The relative tax effort formula was intended to recognize the variation in need for local public services, as well as the variation in ability to raise revenue at the local level. It was also acknowledged that this weighted formula would help offset the effects of population losses on urban centers. The result of this method of distribution is that the state's largest city, Detroit, receives what many consider to be a disproportionately large share of the state's revenue sharing money. There has been mounting pressure in recent years to shift revenue sharing funds towards a straight per capita distribution system, which is seen by many as a more equitable way to distribute the funds. Unable to resolve the conflict, the legislature in 1996 froze payments based on relative tax effort at fiscal year 1996-97 levels, and specified that any growth in revenue sharing would be distributed on a per capita basis. Further, the legislature took steps to simplify the revenue sharing program by consolidating the tax sources of revenue sharing funds, and created a House-Senate task force to consider broad-based reform of the revenue sharing system. The 1996 legislation further provides that all statutory revenue sharing payments will be frozen at 1997-98 levels. Efforts to produce an agreement on a new distribution formula by September 30, 1998 were unsuccessful, so all growth in revenue sharing funds for the current fiscal year is being placed into a special reserve account.
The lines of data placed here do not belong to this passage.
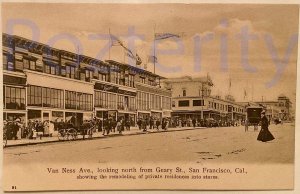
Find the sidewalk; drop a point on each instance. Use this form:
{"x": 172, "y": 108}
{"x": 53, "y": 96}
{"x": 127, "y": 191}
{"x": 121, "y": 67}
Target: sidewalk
{"x": 97, "y": 135}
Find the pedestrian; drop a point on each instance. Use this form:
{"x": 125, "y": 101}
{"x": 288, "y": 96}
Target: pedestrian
{"x": 144, "y": 125}
{"x": 157, "y": 124}
{"x": 139, "y": 123}
{"x": 127, "y": 125}
{"x": 151, "y": 123}
{"x": 246, "y": 125}
{"x": 264, "y": 134}
{"x": 119, "y": 128}
{"x": 51, "y": 128}
{"x": 194, "y": 122}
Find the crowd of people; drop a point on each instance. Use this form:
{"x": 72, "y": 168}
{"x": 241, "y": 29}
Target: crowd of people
{"x": 35, "y": 129}
{"x": 38, "y": 129}
{"x": 209, "y": 122}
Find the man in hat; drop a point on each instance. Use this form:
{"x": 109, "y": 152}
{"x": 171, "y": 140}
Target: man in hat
{"x": 264, "y": 134}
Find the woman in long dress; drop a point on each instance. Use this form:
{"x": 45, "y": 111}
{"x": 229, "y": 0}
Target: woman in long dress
{"x": 264, "y": 134}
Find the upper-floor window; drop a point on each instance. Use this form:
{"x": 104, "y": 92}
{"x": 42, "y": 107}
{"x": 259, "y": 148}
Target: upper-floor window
{"x": 143, "y": 80}
{"x": 70, "y": 72}
{"x": 131, "y": 80}
{"x": 182, "y": 103}
{"x": 5, "y": 61}
{"x": 88, "y": 75}
{"x": 14, "y": 98}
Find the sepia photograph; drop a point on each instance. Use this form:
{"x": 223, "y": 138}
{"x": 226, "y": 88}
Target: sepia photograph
{"x": 148, "y": 96}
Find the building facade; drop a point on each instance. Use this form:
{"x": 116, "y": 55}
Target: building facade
{"x": 43, "y": 83}
{"x": 276, "y": 109}
{"x": 191, "y": 98}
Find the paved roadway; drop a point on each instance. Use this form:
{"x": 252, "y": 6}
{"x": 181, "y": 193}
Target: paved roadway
{"x": 210, "y": 145}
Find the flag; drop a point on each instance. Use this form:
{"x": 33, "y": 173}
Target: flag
{"x": 152, "y": 59}
{"x": 138, "y": 59}
{"x": 161, "y": 36}
{"x": 245, "y": 93}
{"x": 115, "y": 41}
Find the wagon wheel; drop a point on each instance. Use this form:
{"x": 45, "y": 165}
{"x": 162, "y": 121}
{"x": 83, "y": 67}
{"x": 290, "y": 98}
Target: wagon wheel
{"x": 72, "y": 134}
{"x": 61, "y": 134}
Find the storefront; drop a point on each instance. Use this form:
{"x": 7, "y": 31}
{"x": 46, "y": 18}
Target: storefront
{"x": 127, "y": 116}
{"x": 156, "y": 115}
{"x": 106, "y": 114}
{"x": 144, "y": 115}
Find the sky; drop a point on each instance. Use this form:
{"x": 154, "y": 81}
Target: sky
{"x": 250, "y": 51}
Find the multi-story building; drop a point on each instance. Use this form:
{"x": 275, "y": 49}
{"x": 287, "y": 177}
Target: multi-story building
{"x": 44, "y": 83}
{"x": 191, "y": 98}
{"x": 277, "y": 109}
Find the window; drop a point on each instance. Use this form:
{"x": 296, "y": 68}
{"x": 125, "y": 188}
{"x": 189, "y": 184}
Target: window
{"x": 70, "y": 72}
{"x": 34, "y": 94}
{"x": 14, "y": 98}
{"x": 52, "y": 70}
{"x": 32, "y": 65}
{"x": 70, "y": 100}
{"x": 198, "y": 102}
{"x": 131, "y": 80}
{"x": 26, "y": 63}
{"x": 5, "y": 61}
{"x": 47, "y": 69}
{"x": 131, "y": 104}
{"x": 183, "y": 103}
{"x": 173, "y": 104}
{"x": 19, "y": 65}
{"x": 79, "y": 101}
{"x": 46, "y": 97}
{"x": 143, "y": 80}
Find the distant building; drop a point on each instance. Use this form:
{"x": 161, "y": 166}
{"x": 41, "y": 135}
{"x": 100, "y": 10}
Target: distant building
{"x": 191, "y": 98}
{"x": 42, "y": 83}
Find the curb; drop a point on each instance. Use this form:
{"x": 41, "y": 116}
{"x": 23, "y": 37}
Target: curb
{"x": 106, "y": 136}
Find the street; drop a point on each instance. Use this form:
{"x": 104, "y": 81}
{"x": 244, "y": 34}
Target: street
{"x": 205, "y": 146}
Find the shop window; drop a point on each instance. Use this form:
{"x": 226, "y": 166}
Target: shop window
{"x": 14, "y": 98}
{"x": 198, "y": 103}
{"x": 5, "y": 61}
{"x": 34, "y": 94}
{"x": 34, "y": 115}
{"x": 183, "y": 92}
{"x": 183, "y": 103}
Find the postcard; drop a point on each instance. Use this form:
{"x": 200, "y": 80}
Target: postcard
{"x": 148, "y": 96}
It is proposed that a new revenue sharing formula be enacted. The proposal, advocated by the governor as a compromise on the long-debated issue, would combine a revenue sharing freeze for the city of Detroit and gradual increases for other local units, and link that to a cut in the Detroit city income tax, which is the highest in the state and considered to be a major obstacle in efforts to revitalize the city.


THE CONTENT OF THE BILLS:


House Bill 5989 would amend the State Revenue Sharing Act to 1) freeze payments to the city of Detroit for 8 years at current levels; 2) place in statute a new formula, phased in over 8 years, that weights equally three components, including unit type and population, taxable property value per capita, and yield equalization; and 3) effectively sunset the statutory revenue sharing formula after June 30, 2007. The bill would also rename the act as the "Glenn Steil State Revenue Sharing Act".


Detroit provisions. The bill would specify that, for the period of October 1, 1998 through June 30, 2007, a city with a population of 750,000 or more (the city of Detroit) would receive $333.9 million in total (constitutional plus statutory) revenue sharing payments. Further, the bill specifies that if state sales tax collections decreased from one year to the next, Detroit's revenue sharing payment would also be reduced proportionately.


Counties. Currently, counties receive most of their revenue sharing payments on a per capita basis, and the balance is based on inventory reimbursement payments (based on the 1975 inventory tax base times the current millage rate). The bill would freeze the inventory reimbursement payments at 1997-98 levels and specify that future growth in available revenues would be distributed on a per capita basis. It would increase the current 24.5 percent share of statutory distributions that goes to counties (less inventory replacement payments) to 25.06 percent of the statutory distributions.


Cities, villages, and townships. Cities, villages and townships currently receive 75.5 percent of statutory distributions (less inventory replacement payments), allocated according to the relative tax effort formula. The bill would decrease the share paid to cities, villages, and townships to 74.94 percent of statutory distributions, and eliminate the inventory replacement component. It would replace the relative tax effort formula with a combination of three factors: taxable value per capita, unit type (city, village, or township) and population, and yield equalization. Each of these three components would be given equal weight in calculating a local unit's revenue sharing payment.